Terrorism? Depends. Federal defense secretary, Chuck Hagel, called the bombings “a cruel act of terror.” News broadcasts described the scene as terrifying and compared the images to one of a war zone. However, President Barack Obama did not use the words “terror” or “terrorism” as he spoke Monday evening after the bombings (although his staff said it was), only to change his tune the day after–unclear whether that was the result of more evidence or public outcry.
As someone who witnessed the events – both as a runner and as someone who lives two blocks from the finishing area – I have no problems using the t-word. However, there was slight hesitation for some officials to use the t-word even after authorities said the explosions were the result from two bombs. This event has made me consider how terrorism is defined and why there was this initial reluctance.

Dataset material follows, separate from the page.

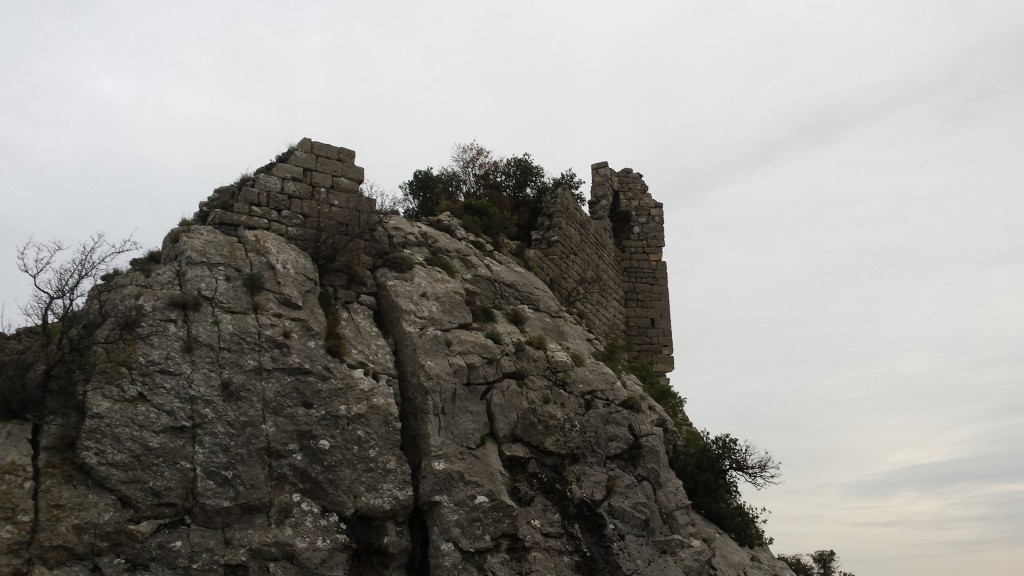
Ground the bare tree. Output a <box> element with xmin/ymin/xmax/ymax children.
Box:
<box><xmin>17</xmin><ymin>233</ymin><xmax>140</xmax><ymax>344</ymax></box>
<box><xmin>0</xmin><ymin>304</ymin><xmax>14</xmax><ymax>334</ymax></box>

Within law, there is not a precise definition for terrorism. Under United States law, terrorism is “premeditated, politically motivated violence perpetrated against noncombatant targets by subnational groups or clandestine agents.” While there are several federal statutes that define terrorism (e.g., international terrorism), all statutes focus on violence against a nation-state. This definition is largely consistent with other countries, but there have been debates about whether violence is an essential element, as well as whether terrorism should cover dissenting groups overthrowing a government regime. Problem? Where does the shootings in Newtown, Elementary School and the movie theater in Aurora, Colorado fit into this framework? The shooters involved may have had a personal vendetta against something but it wasn’t necessarily a political one.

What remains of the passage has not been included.